Acredito que isso faça parte do entusiasmo. Algumas pessoas falaram sobre como o método de tradução oral nos oferece uma forma de tornar nossa tradução escrita mais natural. Não estou convencido de que esse seja realmente o ponto. A verdadeira questão para mim é, seja a tradução feita na forma escrita, oral, em áudio ou em linguagem de sinais; a tradução é mais bem feita com base em um entendimento tão completo quanto podemos ter da Escritura a ser traduzida. Se o tradutor apenas “meio que” acredita que entendeu o que Jesus estava falando, sua tradução provavelmente vai “meio que” dar uma ideia do que Jesus estava falando.

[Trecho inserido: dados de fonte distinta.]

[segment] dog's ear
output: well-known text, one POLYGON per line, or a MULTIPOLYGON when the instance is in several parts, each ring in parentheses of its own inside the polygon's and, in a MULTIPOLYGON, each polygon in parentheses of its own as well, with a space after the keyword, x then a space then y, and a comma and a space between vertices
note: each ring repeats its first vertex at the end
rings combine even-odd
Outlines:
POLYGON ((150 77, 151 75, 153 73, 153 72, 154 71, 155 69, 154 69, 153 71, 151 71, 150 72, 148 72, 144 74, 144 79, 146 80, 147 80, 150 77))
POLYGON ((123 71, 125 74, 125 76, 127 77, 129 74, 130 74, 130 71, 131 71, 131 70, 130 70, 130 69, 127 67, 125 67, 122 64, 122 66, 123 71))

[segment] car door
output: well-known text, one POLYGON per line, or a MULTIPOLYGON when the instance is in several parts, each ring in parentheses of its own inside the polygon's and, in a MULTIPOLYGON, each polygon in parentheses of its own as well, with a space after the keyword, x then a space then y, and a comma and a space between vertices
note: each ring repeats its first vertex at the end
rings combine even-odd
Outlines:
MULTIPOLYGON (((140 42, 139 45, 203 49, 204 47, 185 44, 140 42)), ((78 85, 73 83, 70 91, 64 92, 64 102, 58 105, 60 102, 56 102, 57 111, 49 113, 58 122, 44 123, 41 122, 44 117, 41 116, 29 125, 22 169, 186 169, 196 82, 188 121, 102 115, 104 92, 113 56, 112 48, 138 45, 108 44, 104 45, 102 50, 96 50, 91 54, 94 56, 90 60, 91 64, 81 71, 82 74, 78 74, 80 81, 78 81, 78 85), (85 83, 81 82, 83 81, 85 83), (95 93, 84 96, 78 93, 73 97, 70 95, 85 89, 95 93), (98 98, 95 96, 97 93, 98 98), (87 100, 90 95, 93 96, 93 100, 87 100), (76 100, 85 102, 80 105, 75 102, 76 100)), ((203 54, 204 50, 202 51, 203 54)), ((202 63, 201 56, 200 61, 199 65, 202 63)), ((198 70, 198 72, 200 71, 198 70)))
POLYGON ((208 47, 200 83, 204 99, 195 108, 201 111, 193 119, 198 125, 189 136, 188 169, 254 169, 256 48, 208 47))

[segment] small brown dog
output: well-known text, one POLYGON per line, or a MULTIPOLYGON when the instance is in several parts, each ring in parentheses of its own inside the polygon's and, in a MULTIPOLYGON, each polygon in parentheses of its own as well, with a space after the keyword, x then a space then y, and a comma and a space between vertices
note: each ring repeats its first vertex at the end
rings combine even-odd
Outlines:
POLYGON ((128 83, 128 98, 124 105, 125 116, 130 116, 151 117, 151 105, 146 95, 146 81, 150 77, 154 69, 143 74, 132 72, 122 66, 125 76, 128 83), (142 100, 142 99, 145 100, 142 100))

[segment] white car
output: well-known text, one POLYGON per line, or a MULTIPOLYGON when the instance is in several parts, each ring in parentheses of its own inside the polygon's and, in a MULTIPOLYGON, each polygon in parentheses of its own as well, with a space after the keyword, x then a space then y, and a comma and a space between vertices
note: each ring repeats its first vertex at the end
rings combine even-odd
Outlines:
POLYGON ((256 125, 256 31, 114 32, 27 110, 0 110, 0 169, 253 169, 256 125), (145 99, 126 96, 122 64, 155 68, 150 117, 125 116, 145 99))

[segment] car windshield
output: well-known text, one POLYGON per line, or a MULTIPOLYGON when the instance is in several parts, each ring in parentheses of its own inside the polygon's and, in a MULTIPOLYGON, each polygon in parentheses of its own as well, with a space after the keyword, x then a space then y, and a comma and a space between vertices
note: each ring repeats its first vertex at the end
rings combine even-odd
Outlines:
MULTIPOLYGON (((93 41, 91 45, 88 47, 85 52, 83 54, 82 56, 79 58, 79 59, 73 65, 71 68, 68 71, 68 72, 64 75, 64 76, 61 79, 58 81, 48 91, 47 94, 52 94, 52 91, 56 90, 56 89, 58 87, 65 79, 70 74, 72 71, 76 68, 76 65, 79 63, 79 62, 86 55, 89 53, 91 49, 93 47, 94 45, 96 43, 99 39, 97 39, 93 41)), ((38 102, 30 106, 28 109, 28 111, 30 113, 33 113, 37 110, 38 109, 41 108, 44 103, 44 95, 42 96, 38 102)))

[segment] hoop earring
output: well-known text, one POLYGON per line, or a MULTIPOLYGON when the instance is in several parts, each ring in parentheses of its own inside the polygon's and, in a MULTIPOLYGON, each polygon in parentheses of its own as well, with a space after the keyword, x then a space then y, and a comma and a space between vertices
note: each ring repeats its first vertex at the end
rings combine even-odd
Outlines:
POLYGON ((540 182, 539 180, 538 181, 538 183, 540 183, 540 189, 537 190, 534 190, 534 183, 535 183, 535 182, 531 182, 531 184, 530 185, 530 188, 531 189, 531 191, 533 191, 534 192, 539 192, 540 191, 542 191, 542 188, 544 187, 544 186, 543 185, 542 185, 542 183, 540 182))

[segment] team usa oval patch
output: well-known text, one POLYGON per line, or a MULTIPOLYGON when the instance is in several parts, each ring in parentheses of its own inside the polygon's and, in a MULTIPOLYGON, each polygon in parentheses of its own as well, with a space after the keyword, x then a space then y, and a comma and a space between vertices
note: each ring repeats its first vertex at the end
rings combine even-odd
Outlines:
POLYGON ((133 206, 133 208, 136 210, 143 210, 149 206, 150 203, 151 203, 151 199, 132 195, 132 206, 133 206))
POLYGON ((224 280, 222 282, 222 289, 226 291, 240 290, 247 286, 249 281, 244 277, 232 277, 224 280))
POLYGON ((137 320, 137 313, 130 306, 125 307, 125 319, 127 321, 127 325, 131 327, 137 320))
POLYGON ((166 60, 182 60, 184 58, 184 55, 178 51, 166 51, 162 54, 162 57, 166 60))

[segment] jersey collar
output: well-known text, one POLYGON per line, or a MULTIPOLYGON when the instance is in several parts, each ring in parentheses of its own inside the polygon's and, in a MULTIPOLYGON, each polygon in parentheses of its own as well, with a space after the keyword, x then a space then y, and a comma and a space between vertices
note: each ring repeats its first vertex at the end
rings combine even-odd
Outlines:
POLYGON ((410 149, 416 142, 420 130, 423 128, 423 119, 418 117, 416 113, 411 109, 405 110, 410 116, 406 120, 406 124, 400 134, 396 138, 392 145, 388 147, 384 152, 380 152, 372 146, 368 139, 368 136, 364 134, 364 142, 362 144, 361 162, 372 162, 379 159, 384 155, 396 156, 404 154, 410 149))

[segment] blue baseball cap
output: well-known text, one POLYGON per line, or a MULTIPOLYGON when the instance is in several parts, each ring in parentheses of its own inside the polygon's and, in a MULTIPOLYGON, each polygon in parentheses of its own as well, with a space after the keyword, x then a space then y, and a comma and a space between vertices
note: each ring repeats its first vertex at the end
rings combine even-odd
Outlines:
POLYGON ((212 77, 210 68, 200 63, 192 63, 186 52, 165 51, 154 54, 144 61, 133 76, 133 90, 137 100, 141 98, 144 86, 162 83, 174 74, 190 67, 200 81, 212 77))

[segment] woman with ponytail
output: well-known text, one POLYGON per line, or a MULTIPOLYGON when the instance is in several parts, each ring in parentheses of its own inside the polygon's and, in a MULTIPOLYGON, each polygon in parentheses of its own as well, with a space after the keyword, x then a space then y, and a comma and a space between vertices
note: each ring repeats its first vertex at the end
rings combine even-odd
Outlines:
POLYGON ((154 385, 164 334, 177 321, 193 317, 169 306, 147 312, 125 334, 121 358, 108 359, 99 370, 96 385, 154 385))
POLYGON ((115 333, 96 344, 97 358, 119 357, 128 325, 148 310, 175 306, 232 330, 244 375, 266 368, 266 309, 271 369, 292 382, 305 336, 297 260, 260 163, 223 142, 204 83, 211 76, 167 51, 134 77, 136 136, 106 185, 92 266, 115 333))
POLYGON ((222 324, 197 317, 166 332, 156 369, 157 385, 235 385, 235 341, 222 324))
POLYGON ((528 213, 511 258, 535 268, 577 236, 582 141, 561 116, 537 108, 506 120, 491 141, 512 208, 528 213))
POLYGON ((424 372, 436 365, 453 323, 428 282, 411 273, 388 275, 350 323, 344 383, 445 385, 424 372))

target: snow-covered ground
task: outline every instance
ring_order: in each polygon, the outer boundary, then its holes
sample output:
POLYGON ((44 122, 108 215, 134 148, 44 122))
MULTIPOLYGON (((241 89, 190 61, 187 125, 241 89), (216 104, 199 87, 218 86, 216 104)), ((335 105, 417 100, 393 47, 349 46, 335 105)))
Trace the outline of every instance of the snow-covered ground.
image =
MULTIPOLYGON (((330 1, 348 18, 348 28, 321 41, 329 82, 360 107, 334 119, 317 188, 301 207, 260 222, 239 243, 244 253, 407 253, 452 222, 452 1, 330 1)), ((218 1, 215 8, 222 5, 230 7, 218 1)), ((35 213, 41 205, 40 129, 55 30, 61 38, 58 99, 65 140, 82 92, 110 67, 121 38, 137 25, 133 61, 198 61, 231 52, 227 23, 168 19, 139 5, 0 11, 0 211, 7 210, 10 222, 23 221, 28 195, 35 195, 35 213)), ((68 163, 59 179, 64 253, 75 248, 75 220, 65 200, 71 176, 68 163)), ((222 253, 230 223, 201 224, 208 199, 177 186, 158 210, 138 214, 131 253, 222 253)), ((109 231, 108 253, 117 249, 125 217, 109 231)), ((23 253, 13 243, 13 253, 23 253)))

E não é como se pudéssemos ter 100 por cento de compreensão de cada parte das Escrituras, mas (podemos) desenvolver um entendimento completo, por meio de várias audições, leituras, discussões e fazendo todos os tipos de perguntas. Uma tradução melhor, resultará de uma melhor compreensão do texto bíblico.


De certa forma, parece tão simples. Mas, às vezes sinto que os tradutores estão sentados na frente do Paratexto e começando no capítulo um, versículo um, antes de realmente entender no que estão se envolvendo. E assim, quanto mais holisticamente desenvolvido nosso entendimento pode ser de algo como o relacionamento de Paulo com os crentes de Filipos, melhor será a tradução de Filipenses. Esse tipo de coisa não é encontrado nos trechos palavra por palavra desses livros. É desenvolvendo uma compreensão mais holística das coisas, que até o próprio livro não diz. Mas, sabemos sobre o relacionamento de Paulo ou a saúde da igreja nesses locais, entre outras coisas. Portanto, acredito que há um grande potencial em alguns dos processos da TOB, até mesmo no fortalecimento das práticas de tradução escrita.